Identification of the sheath nematode species was done by morphological examination of 10 females. Characteristics determining the specimens as Hemicycliophora wyei include: cuticular sheath loosely fitting the body; lateral lines with breaks and anastomoses; labial disc elevated with two lip annuli; vulva with modified lips and vulval sleeve long; tail uniformly tapering with a conical post-vulval region; body length = 1,001 µm (945 to 1,153 µm); and tail length = 107.7 µm (100 to 112 µm). No males were observed. This species was recently described from specimens associated with turfgrass in North Carolina, but no pathogenicity studies are available. Molecular diagnosis was confirmed using sequences from two ribosomal DNA markers from five individuals. The sequences obtained from amplification were submitted to the GenBank database and assigned accession number KC329574 for D2-D3 of the 28S gene, and KC329575 for the ITS1-5.8S-ITS2 region. These sequences were the first submitted for this species. At the time of submission, the closest match was H. lutosa (93% identity). Additional sequences for H. wyei were later submitted by other scientists, and these sequences were 99% identical to ours.
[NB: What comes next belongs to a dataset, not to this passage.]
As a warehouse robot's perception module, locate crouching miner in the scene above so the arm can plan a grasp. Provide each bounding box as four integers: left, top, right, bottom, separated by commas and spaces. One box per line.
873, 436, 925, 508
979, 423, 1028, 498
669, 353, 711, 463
Host suitability was tested in the greenhouse by growing the same varieties of bentgrass (blend of 70% Tyee and 30% 007) in 6-inch-diameter (15-cm) plastic pots filled with sandy soil that meets USGA recommendations for greens. The soil was inoculated with 250 sheath individuals per 6 cubic inches (100 cubic cm) of soil. Six months after inoculation, final populations were 950 (430 to 1,640) individuals per 6 cubic inches of soil, confirming bentgrass is a suitable host for H. wyei. To date, this nematode has been reported only in North Carolina on an unspecified turfgrass species, and in Florida on Andropogon virginicus (broomsedge bluestem). Awareness of the host status of this newly described species, which is potentially harmful to bentgrass, is relevant to the maintenance of golf course turf. To our knowledge, this is the first report of H. wyei in Texas, and the first report of this species on bentgrass.
Source: Plant Disease, May 2015, 99(5):732
http://dx.doi.org/10.1094/PDIS-09-14-0972-PDN
Xinyuan Ma is a graduate research assistant and Paula Agudelo is an associate professor in the Department of Agricultural and Environmental Sciences at Clemson University, Clemson, S.C.